Normalize a feature in this table

bjd2385 picture bjd2385 · Jun 9, 2015 · Viewed 29.5k times · Source

This has become quite a frustrating question, but I've asked in the Coursera discussions and they won't help. Below is the question:

enter image description here

I've gotten it wrong 6 times now. How do I normalize the feature? Hints are all I'm asking for.

I'm assuming x_2^(2) is the value 5184, unless I am adding the x_0 column of 1's, which they don't mention but he certainly mentions in the lectures when talking about creating the design matrix X. In which case x_2^(2) would be the value 72. Assuming one or the other is right (I'm playing a guessing game), what should I use to normalize it? He talks about 3 different ways to normalize in the lectures: one using the maximum value, another with the range/difference between max and mins, and another the standard deviation -- they want an answer correct to the hundredths. Which one am I to use? This is so confusing.

Answer

smci picture smci · Jun 9, 2015

...use both feature scaling (dividing by the "max-min", or range, of a feature) and mean normalization.

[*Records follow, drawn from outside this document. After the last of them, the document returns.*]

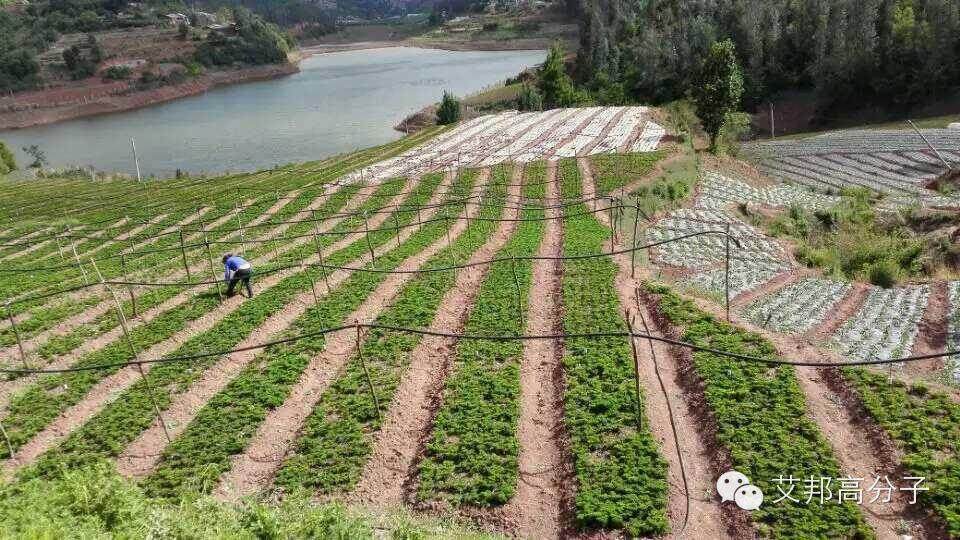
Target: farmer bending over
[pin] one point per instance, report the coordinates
(235, 270)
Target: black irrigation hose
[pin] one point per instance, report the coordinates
(480, 337)
(572, 201)
(274, 269)
(382, 228)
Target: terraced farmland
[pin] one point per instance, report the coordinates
(897, 163)
(463, 338)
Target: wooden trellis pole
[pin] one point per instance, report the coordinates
(366, 372)
(133, 351)
(123, 272)
(396, 227)
(636, 368)
(76, 257)
(516, 280)
(183, 254)
(16, 333)
(636, 228)
(316, 243)
(366, 231)
(726, 272)
(313, 284)
(213, 271)
(7, 439)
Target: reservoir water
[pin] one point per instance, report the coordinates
(338, 102)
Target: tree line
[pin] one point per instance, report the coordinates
(895, 54)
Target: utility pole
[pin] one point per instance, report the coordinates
(136, 161)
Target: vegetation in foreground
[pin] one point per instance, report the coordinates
(95, 502)
(855, 241)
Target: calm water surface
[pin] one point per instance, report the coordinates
(338, 102)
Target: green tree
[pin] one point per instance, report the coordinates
(38, 155)
(718, 89)
(449, 111)
(7, 160)
(555, 84)
(529, 99)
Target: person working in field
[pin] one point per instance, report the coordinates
(235, 270)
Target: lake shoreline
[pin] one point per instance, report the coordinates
(25, 114)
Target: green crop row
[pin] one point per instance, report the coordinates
(133, 411)
(472, 455)
(34, 408)
(621, 476)
(925, 425)
(58, 345)
(339, 434)
(223, 427)
(762, 421)
(21, 282)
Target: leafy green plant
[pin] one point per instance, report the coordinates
(620, 474)
(338, 437)
(471, 458)
(449, 111)
(761, 420)
(925, 425)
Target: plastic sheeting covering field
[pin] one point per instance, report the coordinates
(525, 137)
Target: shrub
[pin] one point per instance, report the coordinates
(449, 111)
(529, 26)
(7, 160)
(883, 273)
(718, 90)
(117, 73)
(529, 99)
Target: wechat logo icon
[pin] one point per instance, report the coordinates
(735, 486)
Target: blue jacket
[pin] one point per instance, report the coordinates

So for any individual feature f:

f_norm = (f - f_mean) / (f_max - f_min)

e.g. for x2,(midterm exam)^2 = {7921, 5184, 8836, 4761}

> x2 <- c(7921, 5184, 8836, 4761)
> mean(x2)
 6676
> max(x2) - min(x2)
 4075
> (x2 - mean(x2)) / (max(x2) - min(x2))
 0.306  -0.366  0.530 -0.470

Hence norm(5184) = 0.366

(using R language, which is great at vectorizing expressions like this)

I agree it's confusing they used the notation x2 (2) to mean x2 (norm) or x2'


EDIT: in practice everyone calls the builtin scale(...) function, which does the same thing.